That’s Dutch for “sick”. I am. Dizzy, nauseous, stuffed in the nose.
There are two things I think about. The first is “What medical help is available?” In that realm, I visited my pharmacist today. Keysha is brilliant. I returned home with Paracetamol for my headache, Kaloban for general cold symptoms, and Physiomer Express for my closed nasal passages.
I know how often to take these things and for how long. I’ve done my due diligence.
But there is so much more to the story.
I am faced with a marvelous challenge. It’s easy for me to be good to people when my world is rolling along merrily … but what about now?
The body is struggling and the typical “go to” is to draw inward, to compress, to isolate. What if I instead blossomed to other human beings? Let the discomfort sit there (treating it “scientifically”) but be bigger than that.
And so I did.
I continued loving the people I passed on the street, especially the old woman sitting on a piece of cardboard with her begging cup. She was there as I headed to the grocery store and still sitting as I walked home.

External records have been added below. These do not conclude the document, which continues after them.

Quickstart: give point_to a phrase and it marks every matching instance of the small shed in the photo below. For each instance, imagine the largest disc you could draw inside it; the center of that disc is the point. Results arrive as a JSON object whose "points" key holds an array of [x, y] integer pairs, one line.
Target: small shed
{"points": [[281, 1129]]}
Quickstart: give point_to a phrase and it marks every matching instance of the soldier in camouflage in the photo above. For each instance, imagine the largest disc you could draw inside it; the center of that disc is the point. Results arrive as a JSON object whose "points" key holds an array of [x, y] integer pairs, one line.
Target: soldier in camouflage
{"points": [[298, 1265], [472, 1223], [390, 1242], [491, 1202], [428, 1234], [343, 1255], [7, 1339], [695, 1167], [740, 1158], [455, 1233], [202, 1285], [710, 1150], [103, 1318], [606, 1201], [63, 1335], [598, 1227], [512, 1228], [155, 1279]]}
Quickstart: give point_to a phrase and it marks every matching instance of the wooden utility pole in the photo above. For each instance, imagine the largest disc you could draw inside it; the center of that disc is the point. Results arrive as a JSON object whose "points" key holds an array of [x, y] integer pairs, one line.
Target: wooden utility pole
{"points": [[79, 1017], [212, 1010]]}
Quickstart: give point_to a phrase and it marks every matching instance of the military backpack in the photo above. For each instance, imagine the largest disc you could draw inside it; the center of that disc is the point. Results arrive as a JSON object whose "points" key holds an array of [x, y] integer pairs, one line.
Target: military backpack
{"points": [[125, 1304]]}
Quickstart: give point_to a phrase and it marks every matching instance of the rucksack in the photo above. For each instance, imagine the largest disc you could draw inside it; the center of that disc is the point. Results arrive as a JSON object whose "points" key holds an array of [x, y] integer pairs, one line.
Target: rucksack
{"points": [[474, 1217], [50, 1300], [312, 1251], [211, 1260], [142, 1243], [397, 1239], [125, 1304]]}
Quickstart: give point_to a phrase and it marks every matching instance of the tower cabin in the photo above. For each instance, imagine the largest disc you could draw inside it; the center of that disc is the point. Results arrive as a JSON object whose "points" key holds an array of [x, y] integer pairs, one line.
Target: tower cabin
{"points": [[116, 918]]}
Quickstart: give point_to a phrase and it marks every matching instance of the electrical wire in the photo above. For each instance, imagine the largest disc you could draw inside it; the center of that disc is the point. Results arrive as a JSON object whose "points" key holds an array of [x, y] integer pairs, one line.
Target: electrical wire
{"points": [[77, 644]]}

I thanked Keysha for her expertise and care, even as my mind stumbled through the details of medications.
I returned the kindness of the woman sitting at the next table in Panos. She moved her bag so I could exit more easily. I said “Dank u” and smiled.
My life force was low as I padded my way through the streets. You could say the quantity of love coming off me was diminished, along with its frequency … but it was there.